Integration of graphene into various electronic devices requires an ultrathin oxide layer on top of graphene. However, direct thin film growth of oxide on graphene is not evident because of the low surface energy of graphene promoting three-dimensional island growth. In this study, we demonstrate the growth of ultrathin vanadium oxide films on a highly oriented pyrolytic graphite (HOPG) surface, which mimics the graphene surface, using (oxygen-assisted) molecular beam epitaxy, followed by a post-annealing. The structural properties, surface morphology, and chemical composition of the films have been systematically investigated by in situ reflection high-energy electron diffraction during the growth and by ex situ techniques, such as atomic force microscopy, scanning tunneling microscopy, transmission electron microscopy, and X-ray photoelectron spectroscopy (XPS). Crystalline monolayer vanadium oxide can be achieved on HOPG by systematically tuning the deposition time of V atoms and by subsequent annealing at 450 degrees C in controlled atmospheres. Increasing the partial pressure of O-2 during the deposition seems to decrease the mobility of V atoms on the graphitic surface of HOPG and promote the formation of a two-dimensional (2D) vanadium oxide.
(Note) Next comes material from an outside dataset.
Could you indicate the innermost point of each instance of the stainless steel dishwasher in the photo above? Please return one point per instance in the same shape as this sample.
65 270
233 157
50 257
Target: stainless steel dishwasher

The obtained oxide layers are found to be polycrystalline with an average grain size of 15 nm and to have a mixed-valence state with mainly V5+ and V4+. Moreover, XPS valence band measurements indicate that the vanadium oxide is insulating. These results demonstrate that a 2D insulating vanadium oxide can be grown directly on HOPG and suggest vanadium oxide as a promising candidate for graphene/oxide heterostructures.

Automated summary

The research demonstrates the growth of insulating two-dimensional vanadium oxide directly on the HOPG surface, suggesting vanadium oxide as a promising candidate for graphene/oxide heterostructures. The obtained oxide layers are polycrystalline with mixed-valence states, mainly V5+ and V4+, and exhibit insulating properties. These findings open up potential applications for graphene-based electronic devices.